Gabriel Mansur - 14/07/2022 16h19 | atualizado em 14/07/2022 17h14

Desde que o crime de Giovanni Quintella veio à tona, na última segunda-feira (11), o proprietário do apartamento onde ele morava, chocado com as notícias, pediu que o imóvel fosse liberado o mais rápido possível. A residência é localizada na Barra da Tijuca, Zona Oeste do Rio de Janeiro.

Como o médico anestesista foi preso em flagrante, e segue detido de forma preventiva em Bangu 8, no Complexo de Gericinó, coube a seus pais desocupar o apartamento. Diante de toda a repercussão do caso, eles costumam chegar sempre muito cedo, entre 6h e 7h. Após cumprirem a tarefa, vão embora com um semblante sério e sem falar com ninguém.

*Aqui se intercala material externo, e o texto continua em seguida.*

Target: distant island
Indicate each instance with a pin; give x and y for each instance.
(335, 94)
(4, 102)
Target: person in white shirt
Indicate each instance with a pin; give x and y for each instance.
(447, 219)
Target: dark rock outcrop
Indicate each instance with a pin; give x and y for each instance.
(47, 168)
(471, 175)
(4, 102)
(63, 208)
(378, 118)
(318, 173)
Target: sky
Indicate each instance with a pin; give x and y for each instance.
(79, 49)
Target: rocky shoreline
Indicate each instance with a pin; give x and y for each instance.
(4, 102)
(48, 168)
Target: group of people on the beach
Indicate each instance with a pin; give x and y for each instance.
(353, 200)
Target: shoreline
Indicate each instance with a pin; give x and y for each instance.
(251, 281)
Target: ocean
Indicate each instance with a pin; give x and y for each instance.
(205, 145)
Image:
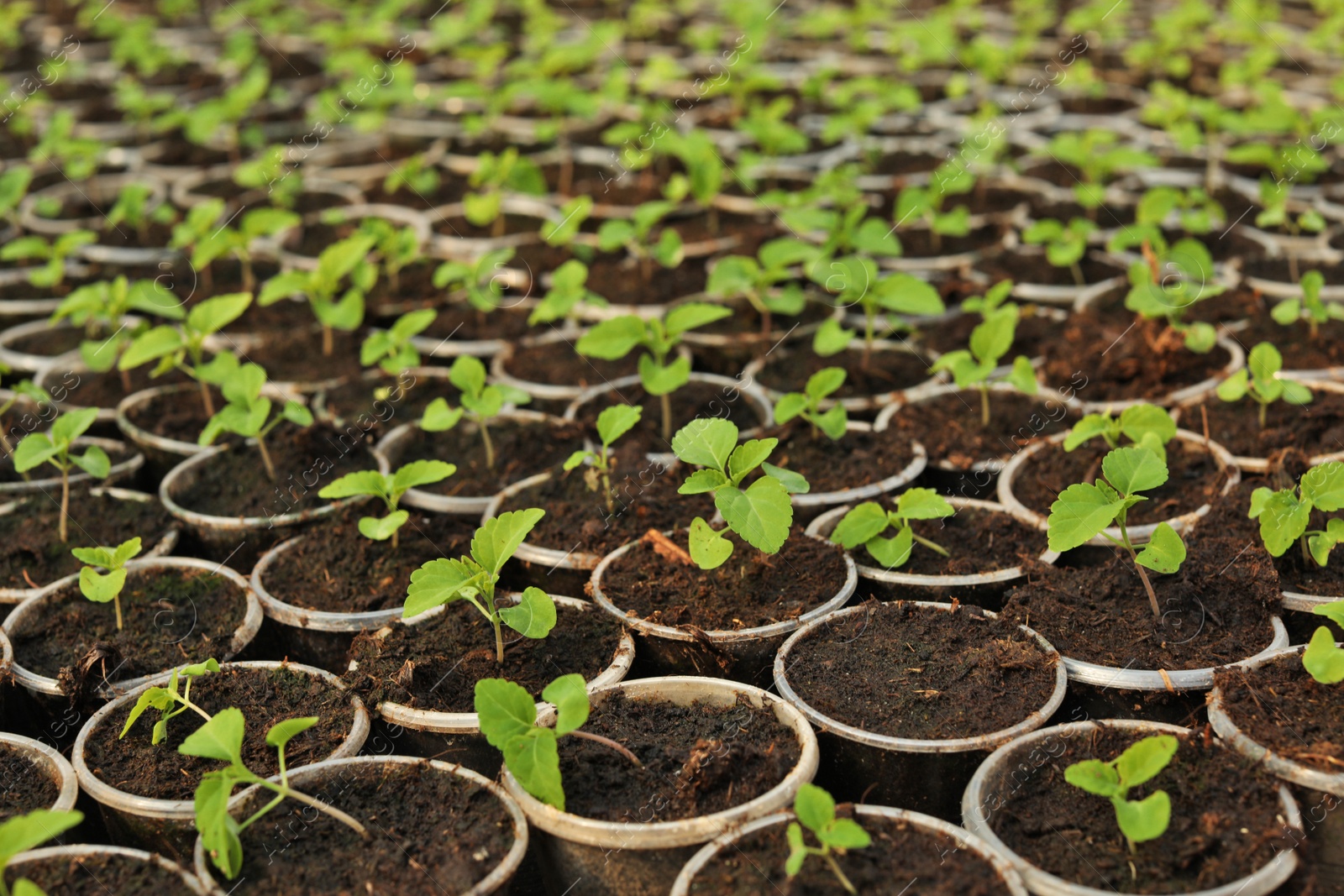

As informações foram repassadas por vizinhos ao jornal O Globo. Um conhecido do criminoso, inclusive, disse em entrevista que Giovanni era uma pessoa tímida e reservada. Ainda segundo o vizinho, que preferiu não se identificar, ele tinha o hábito de ir à academia ao lado do prédio diariamente.

– Era extremamente vaidoso, às vezes ficava na academia até o último horário. Treinava com um personal trainer e nunca batia papo com mais ninguém – comentou.

Outra pessoa da vizinhança comentou como os moradores e frequentadores da academia reagiram ao saber do crime cometido pelo anestesista.

– Todos ficaram chocados. A gente via o Giovanni diariamente. É bem estranho pensar que ele fez aquilo. Ele parecia normal — relatou outro conhecido, que também não quis ser identificado.

O anestesista não tinha o hábito de receber amigos em seu apartamento, mas costumava estar acompanhado de mulheres. Na busca por encontrar motivos que pudessem justificar os atos de Giovanni, eles não encontram nada.

– Ele era rico, tinha uma condição boa, uma namorada linda. Ele tinha tudo, não dá pra entender – concluiu outra vizinho.

A família de Giovanni também mora na Barra da Tijuca. O pai é médico, tem 41 anos de carreira e é dono de uma clínica de ginecologia. Nesta quarta (13), o estabelecimento, em Vila Isabel, na Zona Norte do Rio, estava fechado.

O CASO
Giovanni Quintella, de 31 anos, foi preso e autuado em flagrante, na madrugada desta segunda, por estupro de vulnerável. O homem, que é médico anestesista, abusou de uma paciente enquanto ela estava dopada e fazia uma cesariana no Hospital da Mulher Heloneida Studart em Vilar dos Teles, São João de Meriti, município na Baixada Fluminense, no Rio de Janeiro.

Funcionários do hospital filmaram o anestesista colocando o pênis na boca de uma paciente quando Giovanni Bezerra participava do parto dela. As investigações, lideradas pela delegada Barbara Lomba da Delegacia da Mulher do município, suspeitam que ele seja um “criminoso em série”. No mesmo dia do flagrante, ele atuou em outros dois partos. No total, estima-se que 30 pacientes ficaram sob “seus cuidados”.